If I could, I’d record the sounds of tired children whining and their mothers breaking under the strain of many too many sugared highs collapsing all at once as they try to get their offspring and vacationing paraphernalia loaded back into the family car where it doesn’t seem to fit as neatly or as nicely or at all like it did when carefully loaded not even a week ago. I’d mix those with the sounds of flip-flops on the boardwalk and the scuffle of one more game of soccer in the sand; with the slurping sound signaling the end a milkshake and the whispers of young lovers strolling hand-in-hand, hip-to-hip down the strand in search of some small, still, secret place to call their own.
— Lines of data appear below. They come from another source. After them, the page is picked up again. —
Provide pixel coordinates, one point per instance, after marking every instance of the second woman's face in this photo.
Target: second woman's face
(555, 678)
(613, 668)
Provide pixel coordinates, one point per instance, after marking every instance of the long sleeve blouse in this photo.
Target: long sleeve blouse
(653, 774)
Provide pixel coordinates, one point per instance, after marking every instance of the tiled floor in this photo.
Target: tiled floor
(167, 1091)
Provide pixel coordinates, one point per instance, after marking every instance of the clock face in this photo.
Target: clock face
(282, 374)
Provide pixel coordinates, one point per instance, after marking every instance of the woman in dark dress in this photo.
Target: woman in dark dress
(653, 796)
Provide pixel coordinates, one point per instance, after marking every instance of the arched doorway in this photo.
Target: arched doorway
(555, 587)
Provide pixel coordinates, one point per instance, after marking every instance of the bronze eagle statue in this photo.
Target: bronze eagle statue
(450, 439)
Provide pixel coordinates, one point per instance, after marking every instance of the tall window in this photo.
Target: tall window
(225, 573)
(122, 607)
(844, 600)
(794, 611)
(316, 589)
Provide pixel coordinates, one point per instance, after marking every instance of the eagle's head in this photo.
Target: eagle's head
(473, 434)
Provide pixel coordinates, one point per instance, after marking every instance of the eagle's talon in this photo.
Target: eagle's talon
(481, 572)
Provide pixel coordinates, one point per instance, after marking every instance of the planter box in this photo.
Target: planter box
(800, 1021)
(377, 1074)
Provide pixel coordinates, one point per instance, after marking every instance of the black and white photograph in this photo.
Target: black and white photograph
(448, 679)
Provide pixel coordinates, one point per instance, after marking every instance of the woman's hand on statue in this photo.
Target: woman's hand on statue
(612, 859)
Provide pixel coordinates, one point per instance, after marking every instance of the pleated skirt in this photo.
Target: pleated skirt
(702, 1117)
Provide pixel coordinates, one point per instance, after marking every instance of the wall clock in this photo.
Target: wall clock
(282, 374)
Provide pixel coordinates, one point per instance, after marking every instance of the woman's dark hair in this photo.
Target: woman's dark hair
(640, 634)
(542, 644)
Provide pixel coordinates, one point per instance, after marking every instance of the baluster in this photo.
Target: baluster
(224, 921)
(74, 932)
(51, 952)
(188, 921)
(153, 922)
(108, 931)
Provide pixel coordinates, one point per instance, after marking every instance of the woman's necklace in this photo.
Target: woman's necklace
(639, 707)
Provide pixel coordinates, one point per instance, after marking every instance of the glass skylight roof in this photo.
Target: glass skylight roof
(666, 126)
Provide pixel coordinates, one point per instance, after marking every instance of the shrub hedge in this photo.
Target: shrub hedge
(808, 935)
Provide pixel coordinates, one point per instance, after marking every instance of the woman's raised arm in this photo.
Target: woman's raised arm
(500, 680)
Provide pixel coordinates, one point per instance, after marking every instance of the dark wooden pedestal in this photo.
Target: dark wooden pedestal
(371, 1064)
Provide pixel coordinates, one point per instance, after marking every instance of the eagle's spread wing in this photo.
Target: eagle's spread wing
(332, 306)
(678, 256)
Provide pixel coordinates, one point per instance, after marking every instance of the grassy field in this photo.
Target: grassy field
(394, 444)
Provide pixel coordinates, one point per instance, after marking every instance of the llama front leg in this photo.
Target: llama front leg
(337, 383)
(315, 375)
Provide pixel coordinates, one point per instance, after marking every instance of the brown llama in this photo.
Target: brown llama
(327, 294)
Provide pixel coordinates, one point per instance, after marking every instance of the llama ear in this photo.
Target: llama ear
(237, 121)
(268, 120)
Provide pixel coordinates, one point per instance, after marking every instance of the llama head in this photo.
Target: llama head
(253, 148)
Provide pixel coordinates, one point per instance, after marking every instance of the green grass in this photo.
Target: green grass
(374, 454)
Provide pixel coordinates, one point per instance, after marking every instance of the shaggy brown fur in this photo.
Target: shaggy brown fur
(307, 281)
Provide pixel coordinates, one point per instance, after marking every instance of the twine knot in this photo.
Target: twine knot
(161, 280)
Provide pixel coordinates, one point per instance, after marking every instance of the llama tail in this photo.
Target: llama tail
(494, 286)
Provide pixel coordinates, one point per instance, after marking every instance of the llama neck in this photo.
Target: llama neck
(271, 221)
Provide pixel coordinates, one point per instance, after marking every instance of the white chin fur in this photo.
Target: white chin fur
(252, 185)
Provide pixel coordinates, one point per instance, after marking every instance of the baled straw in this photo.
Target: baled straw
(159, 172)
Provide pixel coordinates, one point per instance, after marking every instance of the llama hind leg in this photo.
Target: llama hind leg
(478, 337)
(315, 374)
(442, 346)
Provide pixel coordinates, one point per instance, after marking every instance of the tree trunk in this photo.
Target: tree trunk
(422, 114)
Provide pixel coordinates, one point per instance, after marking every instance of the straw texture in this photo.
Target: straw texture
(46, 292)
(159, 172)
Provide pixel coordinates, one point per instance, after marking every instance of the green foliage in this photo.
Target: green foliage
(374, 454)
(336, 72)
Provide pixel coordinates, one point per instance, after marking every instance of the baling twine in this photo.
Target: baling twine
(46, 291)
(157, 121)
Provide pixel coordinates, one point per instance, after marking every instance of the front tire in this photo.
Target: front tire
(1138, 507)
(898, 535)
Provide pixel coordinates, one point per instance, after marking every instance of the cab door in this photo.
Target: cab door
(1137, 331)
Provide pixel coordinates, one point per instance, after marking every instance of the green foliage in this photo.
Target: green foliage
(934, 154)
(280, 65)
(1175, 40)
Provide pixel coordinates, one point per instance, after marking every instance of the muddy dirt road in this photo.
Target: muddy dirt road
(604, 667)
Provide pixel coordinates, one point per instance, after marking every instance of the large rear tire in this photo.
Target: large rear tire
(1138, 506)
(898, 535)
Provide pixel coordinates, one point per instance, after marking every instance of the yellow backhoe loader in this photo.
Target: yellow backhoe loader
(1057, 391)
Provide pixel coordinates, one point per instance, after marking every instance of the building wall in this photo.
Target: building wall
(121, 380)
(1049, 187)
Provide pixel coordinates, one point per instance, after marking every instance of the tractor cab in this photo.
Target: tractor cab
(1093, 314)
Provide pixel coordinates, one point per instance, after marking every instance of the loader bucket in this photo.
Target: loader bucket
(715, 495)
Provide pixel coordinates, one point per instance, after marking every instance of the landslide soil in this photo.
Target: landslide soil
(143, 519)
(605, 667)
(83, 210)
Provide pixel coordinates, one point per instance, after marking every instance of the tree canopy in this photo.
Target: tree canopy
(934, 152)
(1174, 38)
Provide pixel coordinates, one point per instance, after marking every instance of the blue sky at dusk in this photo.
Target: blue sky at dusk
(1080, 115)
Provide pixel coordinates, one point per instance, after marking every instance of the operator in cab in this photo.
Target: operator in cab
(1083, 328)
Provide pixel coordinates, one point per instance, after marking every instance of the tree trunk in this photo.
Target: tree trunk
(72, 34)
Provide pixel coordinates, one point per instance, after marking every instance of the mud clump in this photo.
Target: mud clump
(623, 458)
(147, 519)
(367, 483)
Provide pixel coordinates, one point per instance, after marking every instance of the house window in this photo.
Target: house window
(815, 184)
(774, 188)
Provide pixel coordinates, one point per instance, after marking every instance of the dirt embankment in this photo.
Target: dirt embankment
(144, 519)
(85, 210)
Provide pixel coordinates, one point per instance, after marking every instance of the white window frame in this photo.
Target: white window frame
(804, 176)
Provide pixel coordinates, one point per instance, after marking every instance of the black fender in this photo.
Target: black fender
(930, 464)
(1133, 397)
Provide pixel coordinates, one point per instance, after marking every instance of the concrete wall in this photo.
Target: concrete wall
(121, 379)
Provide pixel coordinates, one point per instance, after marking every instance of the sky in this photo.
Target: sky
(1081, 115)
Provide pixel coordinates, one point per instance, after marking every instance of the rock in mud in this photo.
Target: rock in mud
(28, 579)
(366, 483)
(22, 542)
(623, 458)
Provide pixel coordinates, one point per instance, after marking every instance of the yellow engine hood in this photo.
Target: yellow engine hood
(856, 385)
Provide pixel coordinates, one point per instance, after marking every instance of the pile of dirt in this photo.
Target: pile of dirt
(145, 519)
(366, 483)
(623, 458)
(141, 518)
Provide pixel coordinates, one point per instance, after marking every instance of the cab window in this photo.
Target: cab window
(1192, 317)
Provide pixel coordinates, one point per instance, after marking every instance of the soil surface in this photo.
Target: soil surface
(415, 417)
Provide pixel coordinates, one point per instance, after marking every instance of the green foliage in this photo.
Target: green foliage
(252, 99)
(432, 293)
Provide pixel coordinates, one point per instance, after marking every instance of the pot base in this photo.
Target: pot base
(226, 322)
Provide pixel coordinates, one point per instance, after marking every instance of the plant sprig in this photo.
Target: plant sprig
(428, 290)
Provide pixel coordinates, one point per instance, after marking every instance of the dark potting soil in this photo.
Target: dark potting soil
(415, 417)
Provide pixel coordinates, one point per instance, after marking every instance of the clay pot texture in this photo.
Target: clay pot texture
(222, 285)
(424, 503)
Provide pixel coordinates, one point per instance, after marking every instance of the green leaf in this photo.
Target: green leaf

Lay it all over the reverberating whoosh, whoosh, whoosh of the tide coming in and falling back as it has since the beginning of time. But as I went to play it back I’d realize that I’d left out “Sweet Caroline” sung with a Welsh lilt and and the strum of a guitar for accompaniment and at least a million other necessary sounds, rendering the entire piece flat and useless.

What’s that old song? Something about taking a feeling and bottling it up and making a million? If I could, that’s what I’d do. And then I’d spend the million on R&D to figure out a way to translate life into characters on a page so that I could share the honeymoon bloom of seeing and feeling and exploring a place for the first time.

Tomorrow is our last full day in the US. I keep running that idea around in my head, trying to figure out how it feels. I had such good intentions this morning-- get the laundry done, pack everything we don't need for the next day and a half, put the boy down for a nap, haul out the laptop, and let my fingers sort it all out. Put into print everything we've been doing so that I could neatly separate the activity from the feelings and figure out an honest answer for all the incredulous faces.

It was 10am before I gave up on finding quarters in our luggage and headed down to the lobby for change. It was another half hour before we shuffled our bags of clothes into the laundry room only to discover that I had two boxes of softener and a box of dryer sheets but no detergent. Soft and fragrant does not equal clean in my book and so it was back to the room (drop off the dirties), back to the lobby (trade softener for detergent), back to the room (pick up the dirties), back to the laundry room (sort the clothes, fill the tub, realize the time, shove the carefully sorted piles all into the same washer), and then back to the room for lunch. Put the boy down for a nap, back to the laundry room (oops, forgot the dryer sheets), back to the room, put the boy back down for a nap, back to the laundry room ($#!t, lost a quarter), back to the room, put the boy back down for a nap, return to laundry (guess what? the dryer starts without quarters!), back to the room, put the boy back down for a nap, wash the dishes, argue with the boy about why a nap is important, pack up some un-necessities, back to the laundry room, fold the dry stuff, throw the dampies back in (so that's where that quarter went to!), back to the room, give up on the nap, pack the folded clothes, race with the boy down the hall to the laundry room, fold the rest of the (basically) dry clothes, race back to the room, fix a snack, pack, quick trip to the lobby for a change of scene, answer my cell phone and discover hey! it's 5:00 and Josh is in the room trying to figure out where the hell we are and what do we want to do for dinner?

It's 10:58 pm, CST. Tomorrow is our last full day in the US. I keep running that idea around in my head, trying to figure out how it feels.